Eskom said in a statement on Monday evening that they have made significant progress in their efforts to return the grid to stability, but that more conservation of power will be required. 

“This afternoon Unit 2 of the Koeberg power station, which had been on cold reserve since April 2020, was successfully synchronised into the grid to help relieve some of the pressure on the generation system,” they said. “A generation unit at the Majuba and Lethabo power stations have also returned to service this afternoon.”

“This, however, is still not sufficient enable Eskom to suspend load shedding.”

They announced that load shedding will continue on Tuesday 14 July.

“Eskom will therefore continue implementing Stage 2 load shedding until 22:00, after which it will be suspended for the night. In order to limit the impact of load shedding on the morning traffic peak, Eskom will start implementing Stage 2 load shedding from 9:00 tomorrow.”

Eskom urges residents to use electricity sparingly 

The embattled parastatal said that the current measures heaping misery on South Africans is the “last resort” in a bid to maintain a steady supply of electricity, and blamed some of the pressure burdening the grid on the loss of the now operational stations. 

“Eskom wishes to assure the public that implementing load shedding is the last resort, in order to protect the national grid,” they said. 

“This loss added to breakdowns at the Kriel and the Medupi power stations because of difficulties experienced during startup”

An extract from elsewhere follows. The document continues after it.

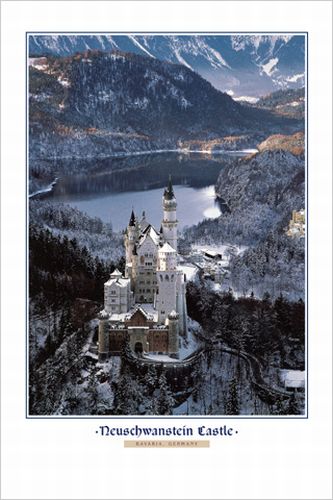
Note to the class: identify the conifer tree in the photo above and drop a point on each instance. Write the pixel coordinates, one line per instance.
(232, 407)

They insisted that they are doing everything they can to remedy the situation, but pleaded with residents to use electricity sparingly. 

“Eskom teams are working around the clock to return as many generation units as possible. The colder weather also means demand for electricity has risen significantly.”

“We therefore urge the public to continue assisting us in managing consumption in order to reduce the impact of the supply constraints.”